1.  The work generated sudden interest from other parts of the systems (integrated care systems). We were met with calls to come and talk about what is happening and hear a different viewpoint.
2. There is an openness to, but lack of knowledge of, local voluntary sector capability and a need for central forums to connect to it.
3.  The need for universal fairness in healthcare resonates hugely with the public.
4.  Children are at risk of getting less attention than adults.
5.  GP practices in poorer communities receive less funding and have less capacity.
6.  There is unequal and different care for poorer people - we know the NHS flat offer model is increasing inequalities.
7 . What is going on in general practice is unknown - beyond people’s satisfaction with appointments - in terms of equity and universality, and very few practices know about their local need.
8.  There is little continuity in primary care.
9.  There are some fantastic examples of lessons from the vaccine programme sticking, but there are even more where the NHS has reverted to a model of ‘come to us’.
10. The NHS needs the voluntary sector, and should help it be the best it can be (longer contracts, supporting infrastructure). There is work going on in primary care that could be better provided by the voluntary care systems, which could be the first point of contact for people needing help with their health and care needs - a new front door.

WE REALLY don’t know what’s going on in primary care, but once the challenges and inefficiencies surfaced, we found that people will gather around to help. The general public are not judgemental - they are supportive. Once challenges are revealed and openly shared, then everyone can work together effectively.

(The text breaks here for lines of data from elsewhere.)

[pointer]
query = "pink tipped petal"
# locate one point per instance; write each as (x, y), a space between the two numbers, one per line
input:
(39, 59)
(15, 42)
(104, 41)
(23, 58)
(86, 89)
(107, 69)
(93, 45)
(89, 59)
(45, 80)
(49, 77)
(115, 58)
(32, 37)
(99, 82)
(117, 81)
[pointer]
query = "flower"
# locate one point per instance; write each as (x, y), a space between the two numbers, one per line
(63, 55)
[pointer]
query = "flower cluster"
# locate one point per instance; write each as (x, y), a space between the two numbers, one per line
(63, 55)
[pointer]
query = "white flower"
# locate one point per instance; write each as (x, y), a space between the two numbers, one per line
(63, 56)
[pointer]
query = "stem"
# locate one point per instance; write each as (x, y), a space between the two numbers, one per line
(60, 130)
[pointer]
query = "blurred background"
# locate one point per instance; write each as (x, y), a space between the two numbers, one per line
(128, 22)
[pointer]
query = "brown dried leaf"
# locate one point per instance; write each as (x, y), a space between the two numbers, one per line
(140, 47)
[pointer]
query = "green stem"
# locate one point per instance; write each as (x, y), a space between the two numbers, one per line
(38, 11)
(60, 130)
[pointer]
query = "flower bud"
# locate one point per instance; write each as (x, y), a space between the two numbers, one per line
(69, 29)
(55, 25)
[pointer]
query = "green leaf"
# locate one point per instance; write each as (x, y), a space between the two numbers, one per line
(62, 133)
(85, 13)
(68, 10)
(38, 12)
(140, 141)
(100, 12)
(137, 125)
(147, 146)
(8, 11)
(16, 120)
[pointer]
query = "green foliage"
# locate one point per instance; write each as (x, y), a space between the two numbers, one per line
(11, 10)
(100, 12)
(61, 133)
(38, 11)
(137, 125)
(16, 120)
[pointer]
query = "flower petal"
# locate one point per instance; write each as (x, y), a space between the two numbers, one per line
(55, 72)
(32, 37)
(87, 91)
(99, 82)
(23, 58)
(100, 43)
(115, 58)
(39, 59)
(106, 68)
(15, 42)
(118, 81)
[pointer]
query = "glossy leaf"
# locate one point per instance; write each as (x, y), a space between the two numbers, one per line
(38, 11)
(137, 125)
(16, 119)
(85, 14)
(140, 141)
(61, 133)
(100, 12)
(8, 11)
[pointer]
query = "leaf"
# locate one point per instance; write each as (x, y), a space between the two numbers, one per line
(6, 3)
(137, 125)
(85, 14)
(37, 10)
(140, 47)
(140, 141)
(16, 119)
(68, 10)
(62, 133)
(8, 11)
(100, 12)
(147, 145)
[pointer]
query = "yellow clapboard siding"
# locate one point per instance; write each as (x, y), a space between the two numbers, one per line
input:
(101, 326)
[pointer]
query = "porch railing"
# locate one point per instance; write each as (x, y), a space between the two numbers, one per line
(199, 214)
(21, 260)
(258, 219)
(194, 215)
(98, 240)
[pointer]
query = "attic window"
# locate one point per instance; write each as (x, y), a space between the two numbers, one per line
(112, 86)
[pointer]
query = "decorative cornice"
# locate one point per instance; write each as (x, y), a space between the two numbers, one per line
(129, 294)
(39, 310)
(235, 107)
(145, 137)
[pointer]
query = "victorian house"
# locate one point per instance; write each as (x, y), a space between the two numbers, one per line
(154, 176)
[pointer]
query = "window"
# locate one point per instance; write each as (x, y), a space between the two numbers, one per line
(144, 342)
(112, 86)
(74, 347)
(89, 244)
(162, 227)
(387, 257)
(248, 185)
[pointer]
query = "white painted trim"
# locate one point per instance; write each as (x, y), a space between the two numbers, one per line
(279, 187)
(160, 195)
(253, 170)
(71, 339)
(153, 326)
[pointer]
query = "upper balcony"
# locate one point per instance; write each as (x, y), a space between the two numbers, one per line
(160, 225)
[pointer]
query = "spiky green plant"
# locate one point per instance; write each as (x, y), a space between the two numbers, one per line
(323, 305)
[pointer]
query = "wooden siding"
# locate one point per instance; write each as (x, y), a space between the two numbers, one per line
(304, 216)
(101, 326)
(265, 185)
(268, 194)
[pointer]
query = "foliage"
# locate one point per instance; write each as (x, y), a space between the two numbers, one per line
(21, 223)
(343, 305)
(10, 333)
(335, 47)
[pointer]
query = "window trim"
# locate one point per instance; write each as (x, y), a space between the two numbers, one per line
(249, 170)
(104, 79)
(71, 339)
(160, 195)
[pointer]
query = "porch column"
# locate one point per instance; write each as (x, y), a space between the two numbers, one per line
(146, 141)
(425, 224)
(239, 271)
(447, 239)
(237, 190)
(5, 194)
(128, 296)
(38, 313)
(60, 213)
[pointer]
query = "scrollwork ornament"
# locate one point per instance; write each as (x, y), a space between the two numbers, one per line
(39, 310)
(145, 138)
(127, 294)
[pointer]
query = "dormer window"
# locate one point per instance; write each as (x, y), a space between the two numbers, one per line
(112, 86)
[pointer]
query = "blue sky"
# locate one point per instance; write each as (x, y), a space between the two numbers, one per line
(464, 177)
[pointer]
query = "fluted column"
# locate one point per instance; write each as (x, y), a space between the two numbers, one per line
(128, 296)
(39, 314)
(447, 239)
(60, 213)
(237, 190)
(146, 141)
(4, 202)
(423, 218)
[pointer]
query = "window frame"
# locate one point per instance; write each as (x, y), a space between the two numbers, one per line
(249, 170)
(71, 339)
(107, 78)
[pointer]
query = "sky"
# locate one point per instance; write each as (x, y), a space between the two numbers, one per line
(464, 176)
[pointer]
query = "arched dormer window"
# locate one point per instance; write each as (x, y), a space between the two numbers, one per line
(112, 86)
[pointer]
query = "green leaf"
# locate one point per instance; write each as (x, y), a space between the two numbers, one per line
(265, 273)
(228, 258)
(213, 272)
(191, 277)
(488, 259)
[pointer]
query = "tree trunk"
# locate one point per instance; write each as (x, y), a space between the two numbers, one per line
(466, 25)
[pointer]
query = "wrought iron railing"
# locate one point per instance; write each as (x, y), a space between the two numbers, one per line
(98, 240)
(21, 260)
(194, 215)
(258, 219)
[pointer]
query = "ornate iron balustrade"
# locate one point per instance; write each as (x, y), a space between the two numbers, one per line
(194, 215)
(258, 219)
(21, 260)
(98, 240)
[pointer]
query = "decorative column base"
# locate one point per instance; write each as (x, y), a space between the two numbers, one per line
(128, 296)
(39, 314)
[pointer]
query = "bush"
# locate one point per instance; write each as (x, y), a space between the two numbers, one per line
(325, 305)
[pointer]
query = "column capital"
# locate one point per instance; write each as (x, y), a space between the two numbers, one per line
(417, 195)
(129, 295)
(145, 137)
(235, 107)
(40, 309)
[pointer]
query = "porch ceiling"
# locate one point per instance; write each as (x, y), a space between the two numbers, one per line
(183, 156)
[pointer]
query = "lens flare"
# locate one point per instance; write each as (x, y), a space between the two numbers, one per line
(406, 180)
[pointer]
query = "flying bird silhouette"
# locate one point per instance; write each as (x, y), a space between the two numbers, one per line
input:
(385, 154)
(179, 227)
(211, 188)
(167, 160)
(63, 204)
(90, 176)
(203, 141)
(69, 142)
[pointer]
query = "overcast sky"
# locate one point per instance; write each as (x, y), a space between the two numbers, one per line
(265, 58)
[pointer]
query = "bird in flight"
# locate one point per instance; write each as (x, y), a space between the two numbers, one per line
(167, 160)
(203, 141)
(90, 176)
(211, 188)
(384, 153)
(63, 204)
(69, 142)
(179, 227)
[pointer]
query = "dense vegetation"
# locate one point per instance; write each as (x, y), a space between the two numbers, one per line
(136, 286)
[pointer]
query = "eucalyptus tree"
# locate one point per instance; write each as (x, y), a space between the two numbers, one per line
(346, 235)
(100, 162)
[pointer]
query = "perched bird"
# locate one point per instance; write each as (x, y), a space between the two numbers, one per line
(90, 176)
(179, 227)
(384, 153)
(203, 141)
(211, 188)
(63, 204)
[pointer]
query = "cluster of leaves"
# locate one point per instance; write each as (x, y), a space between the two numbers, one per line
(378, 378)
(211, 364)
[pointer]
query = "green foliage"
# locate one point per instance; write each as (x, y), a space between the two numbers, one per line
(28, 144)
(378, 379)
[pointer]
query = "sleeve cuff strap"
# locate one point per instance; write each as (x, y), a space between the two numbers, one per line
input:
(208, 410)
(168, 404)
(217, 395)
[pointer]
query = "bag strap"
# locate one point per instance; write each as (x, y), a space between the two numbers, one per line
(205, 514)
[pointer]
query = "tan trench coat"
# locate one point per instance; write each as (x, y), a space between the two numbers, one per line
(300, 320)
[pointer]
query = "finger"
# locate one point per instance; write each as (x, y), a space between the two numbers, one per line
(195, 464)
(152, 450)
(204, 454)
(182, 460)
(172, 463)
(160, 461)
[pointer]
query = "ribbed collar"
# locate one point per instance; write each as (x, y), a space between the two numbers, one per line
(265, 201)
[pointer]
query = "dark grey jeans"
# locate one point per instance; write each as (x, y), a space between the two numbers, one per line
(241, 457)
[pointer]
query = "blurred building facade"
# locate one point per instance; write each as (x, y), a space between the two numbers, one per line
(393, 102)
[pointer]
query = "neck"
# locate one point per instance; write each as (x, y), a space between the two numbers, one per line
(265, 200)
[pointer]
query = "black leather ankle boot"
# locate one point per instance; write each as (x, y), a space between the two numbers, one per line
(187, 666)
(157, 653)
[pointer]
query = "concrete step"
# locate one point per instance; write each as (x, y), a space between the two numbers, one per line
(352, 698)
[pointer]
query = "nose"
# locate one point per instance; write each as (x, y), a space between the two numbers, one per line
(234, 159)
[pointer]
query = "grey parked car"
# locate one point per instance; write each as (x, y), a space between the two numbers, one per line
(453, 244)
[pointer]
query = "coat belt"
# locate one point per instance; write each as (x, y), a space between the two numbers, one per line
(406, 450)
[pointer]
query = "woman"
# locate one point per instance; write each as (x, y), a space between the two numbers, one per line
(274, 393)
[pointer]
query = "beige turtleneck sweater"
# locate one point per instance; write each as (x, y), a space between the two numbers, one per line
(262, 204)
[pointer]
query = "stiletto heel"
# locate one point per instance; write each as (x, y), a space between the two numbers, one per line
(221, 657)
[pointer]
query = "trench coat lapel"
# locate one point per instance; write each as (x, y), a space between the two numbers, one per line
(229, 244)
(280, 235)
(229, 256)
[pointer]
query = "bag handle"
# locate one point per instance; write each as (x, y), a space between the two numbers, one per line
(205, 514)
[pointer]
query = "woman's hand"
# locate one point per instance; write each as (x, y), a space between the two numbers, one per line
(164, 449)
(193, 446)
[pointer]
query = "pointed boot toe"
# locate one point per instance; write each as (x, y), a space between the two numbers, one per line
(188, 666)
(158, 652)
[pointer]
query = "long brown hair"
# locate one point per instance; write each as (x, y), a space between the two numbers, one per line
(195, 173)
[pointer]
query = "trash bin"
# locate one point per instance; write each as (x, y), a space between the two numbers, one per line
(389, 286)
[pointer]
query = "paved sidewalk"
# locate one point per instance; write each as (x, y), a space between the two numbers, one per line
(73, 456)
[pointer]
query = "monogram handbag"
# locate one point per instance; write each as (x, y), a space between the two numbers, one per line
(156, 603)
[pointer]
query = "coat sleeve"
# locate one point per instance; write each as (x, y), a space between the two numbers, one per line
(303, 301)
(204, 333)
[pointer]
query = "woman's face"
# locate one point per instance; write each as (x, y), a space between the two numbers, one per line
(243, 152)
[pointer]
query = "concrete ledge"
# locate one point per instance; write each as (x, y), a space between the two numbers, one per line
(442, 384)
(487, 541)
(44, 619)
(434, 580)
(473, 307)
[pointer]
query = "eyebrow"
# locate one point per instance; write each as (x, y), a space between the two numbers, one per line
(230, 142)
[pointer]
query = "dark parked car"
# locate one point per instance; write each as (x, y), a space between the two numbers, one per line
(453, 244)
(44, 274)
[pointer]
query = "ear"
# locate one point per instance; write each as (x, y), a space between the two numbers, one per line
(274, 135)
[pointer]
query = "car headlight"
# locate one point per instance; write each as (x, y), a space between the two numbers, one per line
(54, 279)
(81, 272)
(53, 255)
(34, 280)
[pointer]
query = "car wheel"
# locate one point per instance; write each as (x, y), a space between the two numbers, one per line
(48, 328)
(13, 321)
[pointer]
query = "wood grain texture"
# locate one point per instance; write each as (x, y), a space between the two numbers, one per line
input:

We know that the current arrangements have often been organised with the best of intentions,  but we were still outraged by what we found.
We want people to be outraged too. We think the data tells a story that will outrage people enough to act together. We know that, where people in communities help the NHS, we get better solutions that are fairer for everyone. That’s the bottom line.

Becky Malby is professor of Health Systems Innovation at LSBU and has been leading the national inquiry.